The microbit accelerometer has some sophisticated capabilities to be able to recognise named gestures such as 'shake' but I was only interested in the devices orientation in space for this game so the accelerometer.get_x() and accelerometer.get_y() functions were just what I needed. There's also a similar function to report the z reading if you want it.
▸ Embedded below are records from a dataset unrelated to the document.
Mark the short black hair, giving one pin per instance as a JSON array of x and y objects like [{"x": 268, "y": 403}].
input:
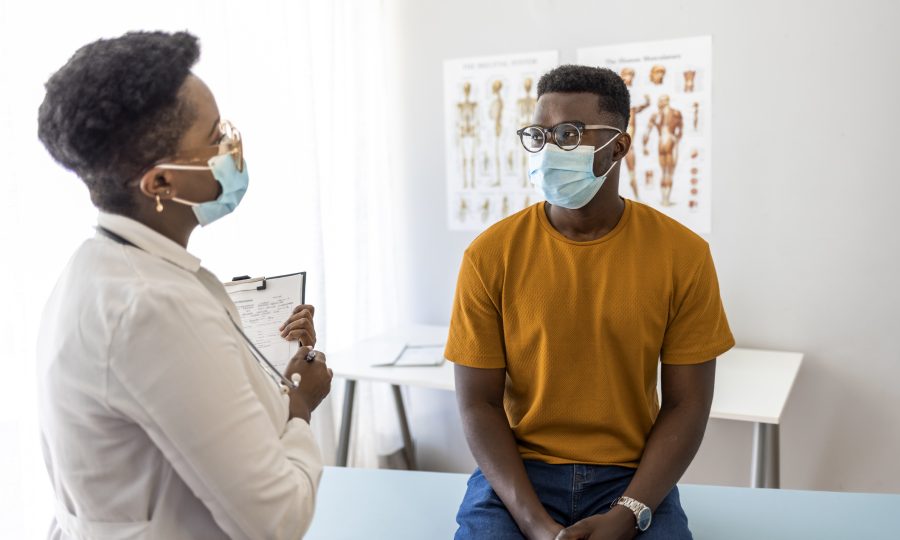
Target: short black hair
[
  {"x": 113, "y": 110},
  {"x": 605, "y": 83}
]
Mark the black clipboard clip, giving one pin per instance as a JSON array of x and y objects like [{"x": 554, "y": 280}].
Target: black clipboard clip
[{"x": 247, "y": 280}]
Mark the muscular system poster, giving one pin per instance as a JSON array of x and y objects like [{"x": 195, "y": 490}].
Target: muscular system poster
[{"x": 670, "y": 85}]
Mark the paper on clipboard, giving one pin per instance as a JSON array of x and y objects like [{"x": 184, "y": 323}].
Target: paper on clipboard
[{"x": 264, "y": 304}]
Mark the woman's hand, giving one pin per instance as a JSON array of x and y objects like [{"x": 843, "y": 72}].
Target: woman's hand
[
  {"x": 300, "y": 326},
  {"x": 315, "y": 382}
]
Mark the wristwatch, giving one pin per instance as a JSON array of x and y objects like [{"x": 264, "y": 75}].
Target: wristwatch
[{"x": 642, "y": 512}]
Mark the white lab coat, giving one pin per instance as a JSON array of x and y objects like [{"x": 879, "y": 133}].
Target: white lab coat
[{"x": 156, "y": 421}]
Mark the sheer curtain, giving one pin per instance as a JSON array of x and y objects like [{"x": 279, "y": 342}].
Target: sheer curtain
[{"x": 305, "y": 83}]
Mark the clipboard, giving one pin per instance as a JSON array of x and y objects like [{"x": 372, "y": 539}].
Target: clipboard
[{"x": 264, "y": 303}]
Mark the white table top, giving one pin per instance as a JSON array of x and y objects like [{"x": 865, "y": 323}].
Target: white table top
[
  {"x": 400, "y": 505},
  {"x": 751, "y": 385}
]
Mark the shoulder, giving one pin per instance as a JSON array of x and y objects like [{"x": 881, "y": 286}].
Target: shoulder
[
  {"x": 498, "y": 238},
  {"x": 666, "y": 233}
]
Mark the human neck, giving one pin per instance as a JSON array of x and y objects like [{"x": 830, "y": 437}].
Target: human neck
[
  {"x": 590, "y": 222},
  {"x": 175, "y": 226}
]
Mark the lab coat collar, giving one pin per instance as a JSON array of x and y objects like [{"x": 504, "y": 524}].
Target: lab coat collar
[{"x": 149, "y": 240}]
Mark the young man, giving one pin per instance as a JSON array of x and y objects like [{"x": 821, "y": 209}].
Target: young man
[{"x": 562, "y": 315}]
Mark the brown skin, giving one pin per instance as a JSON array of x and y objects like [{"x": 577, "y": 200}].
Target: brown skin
[
  {"x": 686, "y": 390},
  {"x": 177, "y": 222}
]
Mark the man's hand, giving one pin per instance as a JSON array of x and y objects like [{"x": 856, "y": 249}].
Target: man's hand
[
  {"x": 315, "y": 383},
  {"x": 617, "y": 524},
  {"x": 300, "y": 327},
  {"x": 549, "y": 532}
]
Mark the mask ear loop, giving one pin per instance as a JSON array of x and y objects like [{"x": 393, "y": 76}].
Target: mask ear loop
[{"x": 614, "y": 161}]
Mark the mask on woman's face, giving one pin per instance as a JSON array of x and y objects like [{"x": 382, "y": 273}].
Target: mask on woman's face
[
  {"x": 234, "y": 184},
  {"x": 228, "y": 168}
]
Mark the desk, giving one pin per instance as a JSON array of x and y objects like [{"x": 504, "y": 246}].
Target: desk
[
  {"x": 400, "y": 505},
  {"x": 751, "y": 386}
]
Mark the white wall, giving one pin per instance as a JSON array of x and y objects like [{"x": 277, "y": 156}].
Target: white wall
[{"x": 804, "y": 224}]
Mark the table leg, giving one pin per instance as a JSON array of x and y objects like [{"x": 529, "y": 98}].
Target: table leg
[
  {"x": 765, "y": 469},
  {"x": 408, "y": 449},
  {"x": 346, "y": 423}
]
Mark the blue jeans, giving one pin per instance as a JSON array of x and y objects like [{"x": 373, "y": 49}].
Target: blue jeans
[{"x": 570, "y": 493}]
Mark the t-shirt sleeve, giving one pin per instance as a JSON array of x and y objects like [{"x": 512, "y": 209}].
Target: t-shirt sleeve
[
  {"x": 476, "y": 325},
  {"x": 698, "y": 329}
]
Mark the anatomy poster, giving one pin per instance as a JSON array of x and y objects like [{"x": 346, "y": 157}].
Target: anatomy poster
[
  {"x": 485, "y": 101},
  {"x": 670, "y": 85}
]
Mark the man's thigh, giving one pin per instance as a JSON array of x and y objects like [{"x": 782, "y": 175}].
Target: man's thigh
[{"x": 483, "y": 515}]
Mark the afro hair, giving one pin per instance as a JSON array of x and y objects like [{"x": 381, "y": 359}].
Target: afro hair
[
  {"x": 609, "y": 87},
  {"x": 113, "y": 110}
]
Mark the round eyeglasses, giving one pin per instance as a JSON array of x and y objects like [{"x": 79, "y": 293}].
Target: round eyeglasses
[
  {"x": 230, "y": 142},
  {"x": 566, "y": 135}
]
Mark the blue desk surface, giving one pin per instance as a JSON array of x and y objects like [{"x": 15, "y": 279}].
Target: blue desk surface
[{"x": 399, "y": 505}]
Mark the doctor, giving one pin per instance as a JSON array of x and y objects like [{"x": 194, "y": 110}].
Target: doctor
[{"x": 157, "y": 421}]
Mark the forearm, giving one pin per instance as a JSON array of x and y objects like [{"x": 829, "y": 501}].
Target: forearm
[
  {"x": 494, "y": 447},
  {"x": 670, "y": 448}
]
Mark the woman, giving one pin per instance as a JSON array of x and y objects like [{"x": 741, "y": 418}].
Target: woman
[{"x": 157, "y": 421}]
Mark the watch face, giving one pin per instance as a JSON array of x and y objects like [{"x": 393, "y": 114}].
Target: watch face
[{"x": 644, "y": 517}]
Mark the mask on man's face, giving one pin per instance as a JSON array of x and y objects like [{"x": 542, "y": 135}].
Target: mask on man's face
[{"x": 566, "y": 178}]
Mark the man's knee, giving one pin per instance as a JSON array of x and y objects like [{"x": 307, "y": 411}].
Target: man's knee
[{"x": 483, "y": 515}]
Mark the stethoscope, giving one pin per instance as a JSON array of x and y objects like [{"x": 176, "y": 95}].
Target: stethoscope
[{"x": 285, "y": 384}]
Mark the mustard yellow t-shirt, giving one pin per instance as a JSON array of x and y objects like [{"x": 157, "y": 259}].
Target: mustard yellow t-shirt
[{"x": 581, "y": 326}]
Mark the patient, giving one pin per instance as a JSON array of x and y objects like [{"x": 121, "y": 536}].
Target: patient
[{"x": 563, "y": 313}]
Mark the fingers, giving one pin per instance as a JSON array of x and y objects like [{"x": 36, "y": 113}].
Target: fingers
[
  {"x": 300, "y": 315},
  {"x": 300, "y": 311},
  {"x": 301, "y": 330},
  {"x": 575, "y": 532}
]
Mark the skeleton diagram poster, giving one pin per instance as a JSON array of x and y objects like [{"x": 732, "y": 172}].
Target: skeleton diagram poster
[
  {"x": 485, "y": 101},
  {"x": 669, "y": 165}
]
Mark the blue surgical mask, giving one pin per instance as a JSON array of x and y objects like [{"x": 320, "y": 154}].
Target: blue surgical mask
[
  {"x": 566, "y": 178},
  {"x": 234, "y": 184}
]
Each value is reported as a
positive or negative value 0..360.

Code

Here's the code for the game:

# Balance ball game for microbit

from microbit import *

table_edge = 4
table_centre = 2

def keep_ball_on_table(ball):
    # bounds of led grid
    ball[0] = min(ball[0], table_edge)
    ball[0] = max(ball[0], 0)
    ball[1] = min(ball[1], table_edge)
    ball[1] = max(ball[1], 0)

    return ball

# Accelerometer
def tilt_is_slight(tilt):
    return abs(tilt) < 50

def tilt_is_left(tilt):
    return tilt < 0

def tilt_is_right(tilt):
    return tilt > 0

def tilt_is_up(tilt):
    return tilt > 0

def tilt_is_down(tilt):
    return tilt < 0

# drawing
refresh_in_milliseconds = 50

PIXEL_ON = 9
PIXEL_OFF = 0

def hide_ball_at(point):
    display.set_pixel(point[0], point[1], PIXEL_OFF)

def show_ball_at(point):
    display.set_pixel(point[0], point[1], PIXEL_ON)

display.clear()

# start in centre
ball = [ table_centre, table_centre ]

#light up the centre dot...
show_ball_at(ball)

while True:

    sleep(refresh_in_milliseconds)

    hide_ball_at(ball)

    x_tilt = accelerometer.get_x()
    y_tilt = accelerometer.get_y()

    if tilt_is_slight(x_tilt):
        ball[0] = ball[0] # nothing
    elif tilt_is_left(x_tilt):
        ball[0] -= 1
    elif tilt_is_right(x_tilt):
        ball[0] += 1

    if tilt_is_slight(y_tilt):
        ball[1] = ball[1] # nothing
    elif tilt_is_left(y_tilt):
        ball[1] -= 1
    elif tilt_is_right(y_tilt):
        ball[1] += 1

    ball = keep_ball_on_table(ball)

    # calibraton
    #display.scroll(str(x_tilt) + " " + str(y_tilt))
    show_ball_at(ball)

    if ball[0] == table_centre and ball[1] == table_centre:
        sleep(1000)
        display.show(Image.HAPPY)
        sleep(2000)
        display.clear()